Since the process of immune receptor formation is complex, involving first the recombination of a number of germline "Variable", "Diversity" and "Joining" genes, which can each originate from a large number of distinct alleles, any downstream analysis begins with a formidable annotation task, which assigns individual sampled reads to their putative originating V, D, and J alleles, and annotates the recombination breakpoints.
This is usually approached using alignment-based strategies (see eg. https://www.imgt.org/IMGTindex/V-QUEST.php or https://www.ncbi.nlm.nih.gov/igblast/ for commonly used tools), but the motivation behind this proposed project is to explore strategies that replace alignment algorithms with deep learning. This has the potential to capture effects that can't be observed with alignment-based approaches, but, importantly, can also massively accelerating the rate at which data can be processed, since the proposed models can exploit GPU acceleration.

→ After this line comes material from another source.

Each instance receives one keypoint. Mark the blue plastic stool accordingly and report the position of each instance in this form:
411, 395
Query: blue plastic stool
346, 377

Regarding data privacy, we will only use Berzelius for training, which is performed on simulated data (where the ground truth is known), or publicly-available sequence data that has no privacy concerns. With models trained on Berzelius, we can run inference locally on datasets that have privacy concerns.
We believe the standard resource allocation to be sufficient for our current project. Our models are developed in Julia, and we have already tested that these frameworks are compatible with the Berzelius infrastructure through project Berzelius-2023-277.